Are you really helping workers by saying no to shopping on Thanksgiving? | Opinion Inc.

It’s Thanksgiving, the national holiday that’s been set aside by presidents going back to George Washington for Americans to come together once a year and argue about whether stores should be open.

If you’re like me, you’ve probably seen something like this, or several somethings, cropping up in your social media feeds:

“Because I believe in family, I pledge NOT to shop on Thanksgiving. If I’m shopping, someone else is working and NOT spending time with their family.”

It’s a noble sentiment, but for millions of American workers, a misguided one.

According to the most recent, though dated, research I could find, at least a quarter of Americans don’t have family within striking distance for a one-day holiday.

I’ve been there. Early in my career, I lived in Los Angeles and my parents lived in the tiny town of Round Mountain, Nevada, 425 miles north through several mountain passes that got pretty icy by late November.

I can tell you it’s no great celebration sitting alone in your apartment watching the Detroit Lions on TV. All in all, I’d rather have been working.

Most of the places I worked, young single employees drew lots to see who got to work on holidays, not who had to. Holiday shifts came with holiday pay — in our case, 2 1/2 times our regular daily wages. In the high-cost, low-wage world we lived in, it was like hitting a lottery ticket.

Even some employees who had families entered the drawings, because the extra pay meant they could buy nicer Christmas presents for their kids. And turkey dinner tastes just as good on Saturday as it does on Thursday.

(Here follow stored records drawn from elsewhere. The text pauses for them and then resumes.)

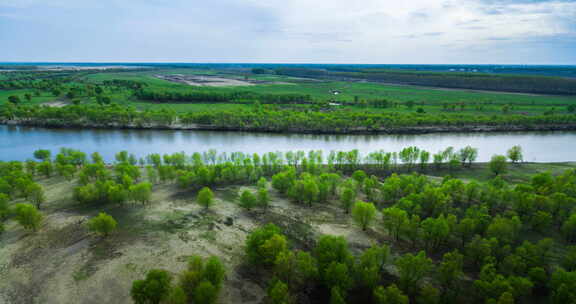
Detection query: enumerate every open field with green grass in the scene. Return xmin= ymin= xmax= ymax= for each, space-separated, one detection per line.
xmin=76 ymin=69 xmax=576 ymax=115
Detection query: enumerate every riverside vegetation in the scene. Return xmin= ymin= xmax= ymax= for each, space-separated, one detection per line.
xmin=0 ymin=146 xmax=576 ymax=304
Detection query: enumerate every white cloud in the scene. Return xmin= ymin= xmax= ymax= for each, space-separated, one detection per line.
xmin=0 ymin=0 xmax=576 ymax=63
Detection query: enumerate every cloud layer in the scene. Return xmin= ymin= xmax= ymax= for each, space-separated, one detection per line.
xmin=0 ymin=0 xmax=576 ymax=64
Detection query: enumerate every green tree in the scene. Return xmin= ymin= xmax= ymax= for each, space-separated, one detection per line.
xmin=88 ymin=212 xmax=118 ymax=236
xmin=130 ymin=269 xmax=172 ymax=304
xmin=314 ymin=235 xmax=352 ymax=277
xmin=488 ymin=155 xmax=508 ymax=175
xmin=34 ymin=150 xmax=52 ymax=161
xmin=268 ymin=280 xmax=292 ymax=304
xmin=38 ymin=161 xmax=54 ymax=177
xmin=193 ymin=281 xmax=218 ymax=304
xmin=25 ymin=183 xmax=46 ymax=209
xmin=330 ymin=287 xmax=346 ymax=304
xmin=354 ymin=245 xmax=390 ymax=290
xmin=561 ymin=213 xmax=576 ymax=242
xmin=128 ymin=182 xmax=152 ymax=205
xmin=395 ymin=251 xmax=433 ymax=292
xmin=340 ymin=186 xmax=356 ymax=213
xmin=14 ymin=204 xmax=42 ymax=231
xmin=382 ymin=207 xmax=409 ymax=240
xmin=436 ymin=250 xmax=464 ymax=293
xmin=196 ymin=187 xmax=214 ymax=209
xmin=416 ymin=284 xmax=441 ymax=304
xmin=8 ymin=95 xmax=22 ymax=105
xmin=374 ymin=284 xmax=409 ymax=304
xmin=245 ymin=224 xmax=287 ymax=265
xmin=256 ymin=188 xmax=270 ymax=208
xmin=498 ymin=292 xmax=514 ymax=304
xmin=352 ymin=201 xmax=376 ymax=230
xmin=506 ymin=146 xmax=524 ymax=164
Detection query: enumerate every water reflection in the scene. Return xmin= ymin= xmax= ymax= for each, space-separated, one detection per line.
xmin=0 ymin=126 xmax=576 ymax=162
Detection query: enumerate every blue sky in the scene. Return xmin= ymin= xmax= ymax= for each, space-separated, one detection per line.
xmin=0 ymin=0 xmax=576 ymax=64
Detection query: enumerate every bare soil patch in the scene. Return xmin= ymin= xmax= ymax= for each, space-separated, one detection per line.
xmin=0 ymin=178 xmax=388 ymax=304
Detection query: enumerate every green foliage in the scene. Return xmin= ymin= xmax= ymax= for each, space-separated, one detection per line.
xmin=14 ymin=204 xmax=42 ymax=231
xmin=193 ymin=281 xmax=218 ymax=304
xmin=395 ymin=251 xmax=433 ymax=292
xmin=196 ymin=187 xmax=214 ymax=209
xmin=354 ymin=245 xmax=390 ymax=290
xmin=268 ymin=280 xmax=292 ymax=304
xmin=340 ymin=186 xmax=356 ymax=213
xmin=88 ymin=212 xmax=118 ymax=236
xmin=34 ymin=150 xmax=52 ymax=161
xmin=130 ymin=269 xmax=172 ymax=304
xmin=245 ymin=224 xmax=287 ymax=265
xmin=128 ymin=182 xmax=152 ymax=205
xmin=179 ymin=255 xmax=226 ymax=303
xmin=489 ymin=155 xmax=508 ymax=175
xmin=382 ymin=207 xmax=409 ymax=240
xmin=374 ymin=284 xmax=409 ymax=304
xmin=330 ymin=287 xmax=346 ymax=304
xmin=506 ymin=146 xmax=523 ymax=163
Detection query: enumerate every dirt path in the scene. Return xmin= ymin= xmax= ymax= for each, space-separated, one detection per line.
xmin=0 ymin=178 xmax=388 ymax=304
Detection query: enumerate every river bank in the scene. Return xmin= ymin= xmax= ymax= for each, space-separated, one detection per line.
xmin=0 ymin=120 xmax=576 ymax=135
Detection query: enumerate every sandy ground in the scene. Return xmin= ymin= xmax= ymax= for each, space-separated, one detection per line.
xmin=42 ymin=100 xmax=70 ymax=108
xmin=156 ymin=74 xmax=253 ymax=87
xmin=156 ymin=74 xmax=294 ymax=87
xmin=0 ymin=178 xmax=378 ymax=304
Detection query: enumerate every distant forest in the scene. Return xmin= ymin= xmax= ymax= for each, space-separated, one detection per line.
xmin=272 ymin=68 xmax=576 ymax=95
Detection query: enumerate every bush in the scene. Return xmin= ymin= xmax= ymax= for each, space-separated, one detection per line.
xmin=130 ymin=269 xmax=172 ymax=304
xmin=88 ymin=212 xmax=117 ymax=236
xmin=14 ymin=204 xmax=42 ymax=231
xmin=196 ymin=187 xmax=214 ymax=209
xmin=246 ymin=224 xmax=285 ymax=264
xmin=489 ymin=155 xmax=508 ymax=175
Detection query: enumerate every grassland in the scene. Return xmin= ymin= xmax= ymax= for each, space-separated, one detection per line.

Holiday pay’s getting harder to come by these days. Major retailers including Walmart and Target, which used to be open on Thanksgiving, ceased the practice during the COVID-19 emergency and recently announced that they won’t be opening their doors this Thanksgiving, or probably ever again. Other retailers are following suit.

Because, you know, family.

“Staying closed for the first time on Thanksgiving Day 2020 helped us take care of our team and guests during the pandemic,” wrote Target CEO Brian Cornell in a Nov. 8 message to his troops. “But once I heard from team members how much they appreciated that time with their families, it was an easy decision to make the policy permanent.”

That letter followed an October video by a checkered-shirted Walmart U.S.A. CEO John Furner. “We want you to spend that day at home with family and loved ones,” Furner says, voicing over idyllic cutaway shots of overdressed multigenerational families around lavishly decorated tables in designer homes, toasting (I suppose) how lucky they are to work at a Walmart.

It’s always interesting when the people at the top project their experiences on the lower ranks. As the smiling CEOs tell us how pro-family they are, bear in mind that they’re making $17 to $24 million a year and won’t have to pay their workers holiday pay. Maybe that’s why they’re smiling.

Also, the day after Thanksgiving’s an all-hands call at their stores, so those employees will have to report at oh-dark-30 to prepare for hoards of Black Friday doorbuster shoppers.

To my friends in retail whose families live far away, and who won’t be getting extra pay this year, have the best Thanksgiving Day you can.

The Lions are much better this season, so it should be a pretty good game.